Due to the link between TB and HIV-1/AIDS as a result of common routes of infections and risk factors, integrated interventions designed to target both illnesses might be more efficient and cost-effective than single, disjointed programs. This study demonstrates that TB care and prevention should be a priority of HIV-1/AIDS programs, and HIV-1/AIDS prevention and care should be a priority of TB programs.
The nexus between TB and HIV-1/AIDS is currently well established through biomedical and epidemiological data. This study has uncovered the Turkana's local knowledge of the link between HIV-1/AIDS and TB, clearly demonstrated through perceptions of vulnerability and shared routes of contraction and transmission such as kaada, poverty, migration, widow inheritance and other socio-cultural practices. In addition, HIV-1/AIDS is linked to TB in areas of symptoms and signs, causality, treatment and prevention; they are seen as brothers or as two wives married to one man. The Turkana imply that once you have HIV-1/AIDS, you cannot avoid contracting or "relating" to TB, as they are inextricably linked. As discussed earlier, biomedical science also demonstrates the link between TB and HIV-1/AIDS.

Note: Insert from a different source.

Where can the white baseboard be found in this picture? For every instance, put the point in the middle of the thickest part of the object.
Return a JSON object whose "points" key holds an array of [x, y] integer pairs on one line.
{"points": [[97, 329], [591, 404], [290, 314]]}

Moreover, the study demonstrates that prevalence of both HIV-1/AIDS and TB is influenced by the same factors of the ecosystem, and that they are largely contagious and attributed to impersonal and natural causes. Understanding the nexus between TB and HIV-1/AIDS by policy makers and interventionists would contribute greatly to prevention of TB and HIV-1/AIDS in communities where both are prevalent. This unified approach is justified because HIV-1 drives the TB epidemic and should be reflected in the development of joint intervention programs. The stigma among TB patients thought to be HIV-1 infected is fast developing in Turkana, with negative implications for the control of TB, because those infected would not seek medical treatment.
Continued failure to develop joint programs to control HIV-1/AIDS and TB together will drive both underground. In Turkana, there was no stigma attached to TB before the advent of the AIDS pandemic. However, HIV-1/AIDS is highly stigmatized. As discussed earlier, many people misrepresent the interconnectedness between TB and HIV-1/AIDS by labelling all HIV-1-infected people as suffering from TB. It is socially acceptable for one to suffer from TB but not HIV-1/AIDS. As a consequence, another factor has emerged: those who have chronic TB with symptoms such as emaciation, loss of weight and thin hair are simply labelled as suffering from HIV-1/AIDS. This means that TB is becoming stigmatized, as people infected with TB are perceived as HIV-1 infected as well. Likewise it is felt that many people infected with HIV-1 take cover under TB. This will mean that controlling TB will be hard, as those who have the disease will simply not reveal it.
There is a need for vigorous education among the Turkana population of Lodwar township to dispel the myths surrounding TB and HIV-1/AIDS. Health education aimed at HIV-1 prevention must also be aimed at TB. The illnesses must be pursued through a single strategy. Turkana local knowledge correctly recognizes some control and prevention strategies against TB and HIV-1 as similar. Those charged with the design of programs - public health and biomedical specialists - must incorporate this knowledge into their curative and preventative programs.